Anonymous Monk has asked for the wisdom of the Perl Monks concerning the following question:

I thought this should be fairly straight forward. This isn't my first time using regular expressions like this, but it is the first time I've actually wanted to find this type.

I specifically need to find any number (any size) which preceeds an asterisk.
if ( /\d{1,}\*/ ) { print "$_\n"; }
But it does not.
It tells me:
Malformed UTF-8 character (unexpected continuation byte 0xb2, with no preceding start byte) in pattern match (m//) at ./script.pl line 13, <FILE> line xxxx

I tried several variations using parenthesis and whatnot, but I get the same error everytime.

Any help is appreciated.

Replies are listed 'Best First'.
Re: Regex (find an * after a digit)
by NetWallah (Canon) on Feb 06, 2004 at 03:36 UTC
    Googling for the error message reveals this link, which states:

    If you have a newer Perl (5.8 definitely, maybe 5.6 too) and are using a UTF-8 locale, you will get many warnings from perl about "Malformed UTF-8 character" warnings. This is because the HTML output currently uses latin1, which doesn't validate as UTF-8 (unless I am mistaken, this would occur for any input that didn't validate against the locale's encoding even without a UTF-8 locale).

    This problem can be worked around by telling perl to treat the input data as byte data rather than character data by adding the "use bytes;" pragma.

    "When you are faced with a dilemma, might as well make dilemmanade. "

      I *WAS* using "=" instead of "=~" like an idiot. Didn't help much though.

      "use bytes" solved the problem. Strange thing is, this is all on a terminal (no HTML) so not sure why it's doing this. The ONLY thing I can think of different is that the machine w/ the dodgy output has apache running on it, but I'm running this script off to the side.

      Thanks
Re: Regex (find an * after a digit)
by graff (Chancellor) on Feb 06, 2004 at 04:00 UTC
    To expand a bit on NetWallah's remarks, if you are using 5.8.0, and have a locale-aware environment that happens to be set currently to "utf-8", then perl will try to interpret non-ASCII data as if it were utf-8 data by default, and you'd need to expressly tell it not to do that, via the "use bytes" and/or "no utf8" pragmas (or by changing your locale setting). See the "perluniintro" and "perlunicode" man pages if this applies to you.

    You say you are not really doing any utf8 stuff, but it would appear that your text file contains non-ASCII data (e.g. latin1 "accented" characters). If the file uses the "upper table" of iso-8859-1, then the "0xb2" byte is a superscript "2". If it's some other character set, then it's probably some other "special" character. Or maybe it's just noisy data...

    In any case, upgrading to 5.8.2 (the current version) will help. 5.8.0's "interpretive preference" based on the locale setting was ultimately viewed as a bad idea, and was changed in 5.8.1.

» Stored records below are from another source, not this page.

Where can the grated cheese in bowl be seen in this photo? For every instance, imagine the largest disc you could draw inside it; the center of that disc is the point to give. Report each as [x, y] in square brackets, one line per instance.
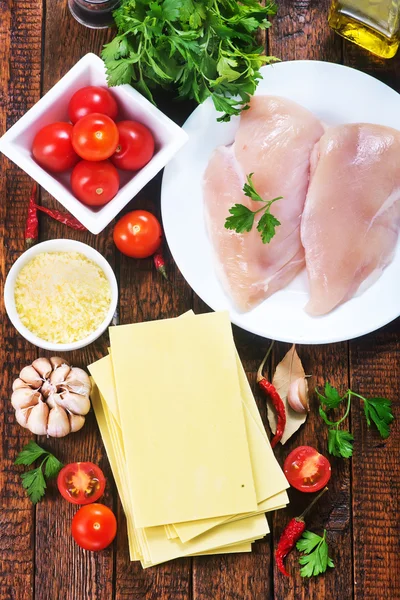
[62, 297]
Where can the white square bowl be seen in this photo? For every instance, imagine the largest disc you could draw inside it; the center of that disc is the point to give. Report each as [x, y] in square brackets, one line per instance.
[16, 144]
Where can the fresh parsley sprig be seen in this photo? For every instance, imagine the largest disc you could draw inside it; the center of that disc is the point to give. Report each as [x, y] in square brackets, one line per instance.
[197, 48]
[34, 481]
[242, 218]
[377, 410]
[315, 559]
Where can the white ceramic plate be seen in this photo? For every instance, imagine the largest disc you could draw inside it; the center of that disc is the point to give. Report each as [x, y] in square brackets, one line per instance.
[336, 94]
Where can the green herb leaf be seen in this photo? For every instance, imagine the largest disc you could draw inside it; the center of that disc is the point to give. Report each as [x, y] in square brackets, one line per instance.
[379, 410]
[316, 559]
[249, 191]
[340, 443]
[187, 31]
[29, 454]
[52, 466]
[34, 483]
[332, 398]
[266, 226]
[243, 218]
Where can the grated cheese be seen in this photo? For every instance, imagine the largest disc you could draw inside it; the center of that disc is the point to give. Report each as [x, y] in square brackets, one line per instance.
[62, 297]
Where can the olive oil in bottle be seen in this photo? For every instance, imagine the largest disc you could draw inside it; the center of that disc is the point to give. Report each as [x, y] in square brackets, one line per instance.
[372, 24]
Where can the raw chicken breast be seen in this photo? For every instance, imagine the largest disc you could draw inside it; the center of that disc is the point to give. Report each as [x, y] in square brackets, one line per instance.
[351, 218]
[274, 141]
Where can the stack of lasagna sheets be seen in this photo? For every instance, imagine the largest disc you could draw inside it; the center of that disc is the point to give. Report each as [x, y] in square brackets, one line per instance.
[190, 457]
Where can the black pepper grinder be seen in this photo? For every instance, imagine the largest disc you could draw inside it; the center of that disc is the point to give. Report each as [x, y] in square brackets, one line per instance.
[96, 14]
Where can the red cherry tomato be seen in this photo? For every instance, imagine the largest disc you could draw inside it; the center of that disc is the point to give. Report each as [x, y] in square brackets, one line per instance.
[306, 469]
[81, 483]
[135, 147]
[92, 99]
[95, 183]
[94, 527]
[52, 147]
[95, 137]
[138, 234]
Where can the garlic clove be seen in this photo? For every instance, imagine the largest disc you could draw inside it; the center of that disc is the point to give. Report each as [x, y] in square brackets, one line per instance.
[57, 361]
[47, 389]
[298, 395]
[22, 415]
[31, 376]
[59, 375]
[75, 403]
[43, 367]
[58, 423]
[76, 422]
[78, 381]
[37, 420]
[25, 397]
[19, 383]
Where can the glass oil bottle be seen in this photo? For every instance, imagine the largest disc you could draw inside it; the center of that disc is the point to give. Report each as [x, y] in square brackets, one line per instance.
[372, 24]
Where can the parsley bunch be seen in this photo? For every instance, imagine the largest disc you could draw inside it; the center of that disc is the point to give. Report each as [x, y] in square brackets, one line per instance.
[315, 559]
[242, 218]
[34, 481]
[198, 48]
[376, 410]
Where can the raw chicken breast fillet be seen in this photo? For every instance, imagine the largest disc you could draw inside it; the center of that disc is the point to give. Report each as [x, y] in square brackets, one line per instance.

      You know what. I never thought about the input. I'm using a file that's created by someone other than me. That person happens to be from another country (that uses the accented characters and eat bagettes)... I'll bet someone a coke that that's it.

      For the record, the machine that it DOES work on, is my machine -- has canna and kinput2 running at all time, and I go in and out of Japanese. The machine it doesn't work on is English only.

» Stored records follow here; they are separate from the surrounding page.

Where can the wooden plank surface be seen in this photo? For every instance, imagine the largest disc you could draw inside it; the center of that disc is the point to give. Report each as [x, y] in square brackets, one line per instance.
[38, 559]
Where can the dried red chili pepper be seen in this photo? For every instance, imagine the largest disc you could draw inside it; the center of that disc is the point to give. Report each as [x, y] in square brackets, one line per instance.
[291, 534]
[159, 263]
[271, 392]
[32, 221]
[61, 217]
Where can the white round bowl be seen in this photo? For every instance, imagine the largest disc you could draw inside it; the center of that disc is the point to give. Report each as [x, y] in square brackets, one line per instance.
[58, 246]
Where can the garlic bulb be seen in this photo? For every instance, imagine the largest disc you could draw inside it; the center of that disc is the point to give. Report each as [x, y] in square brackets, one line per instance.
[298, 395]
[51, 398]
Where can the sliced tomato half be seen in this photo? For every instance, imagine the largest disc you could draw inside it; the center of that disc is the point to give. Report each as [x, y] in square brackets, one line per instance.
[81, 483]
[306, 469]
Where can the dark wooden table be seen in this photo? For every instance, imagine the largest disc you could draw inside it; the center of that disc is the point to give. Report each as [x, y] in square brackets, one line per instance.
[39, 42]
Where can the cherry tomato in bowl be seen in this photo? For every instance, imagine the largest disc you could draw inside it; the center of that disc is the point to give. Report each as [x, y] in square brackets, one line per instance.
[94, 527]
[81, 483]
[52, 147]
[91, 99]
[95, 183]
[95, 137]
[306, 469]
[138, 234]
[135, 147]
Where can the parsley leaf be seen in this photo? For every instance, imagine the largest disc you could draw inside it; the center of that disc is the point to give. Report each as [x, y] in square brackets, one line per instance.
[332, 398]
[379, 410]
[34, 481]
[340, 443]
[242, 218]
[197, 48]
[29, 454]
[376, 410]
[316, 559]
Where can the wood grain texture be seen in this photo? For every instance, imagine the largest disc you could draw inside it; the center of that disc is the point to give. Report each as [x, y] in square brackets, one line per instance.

      Either way, the text file is an absolute mess, which is why I'm working on it in the first place.

      Cheers to everyone for their input!
Re: Regex (find an * after a digit)
by welchavw (Pilgrim) on Feb 06, 2004 at 02:23 UTC

    AM,

    I believe your regex is ok (your use of $_ may be somewhat mistaken, but that may be just due to a "quickie" example type-up.

    On 5.6.1, under Win32, I got the expected result from

    echo 5* | perl -e "while (<>) {print $_ if /\d{1,}\*/}"

    No answers for you beyond this...(perhaps I missed something???)

    ,welchavw

Re: Regex (find an * after a digit)
by The Mad Hatter (Priest) on Feb 06, 2004 at 02:56 UTC

    Though I know little in the way of Unicode, it seems to me that somewhere Perl thinks something in your regex is trying to specify a UTF-8 character when you aren't; are you using UTF-8 other places in the script? What version of perl are you using?

    Just as a side note, {1,} can be written more succintly as +, like thus: /\d+\*/

      It thinks so, but I'm not using Unicode anywhere. Here's the whole script.
      #!/usr/bin/perl # # use strict; use warnings; my $file = "input.txt"; open ( FILE, $file ) || die "Can't open $file $!"; while ( <FILE> ) { chomp; if ( $_ = /\d+\*/ ) { print "$_\n"; } }
      As for the \d{1,} -- I was actually going to put an upper limit on it at one point, so just wrote it that way. For now the + will do though.

      Update - I tried on another machine, and it works, so it's definitely machine related. Both machines are running Perl v5.8.0 Cheers
        Do you get the same error if you use =~ instead of = ?
        From perl581delta:
        =head2 UTF-8 On Filehandles No Longer Activated By Locale In Perl 5.8.0 all filehandles, including the standard filehandles, were implicitly set to be in Unicode UTF-8 if the locale settings indicated the use of UTF-8. This feature caused too many problems, so the feature was turned off and redesigned: see L</"Core Enhancement +s">.
        Consider upgrading, or switch to a non-UTF8 locale, or binmode FILE.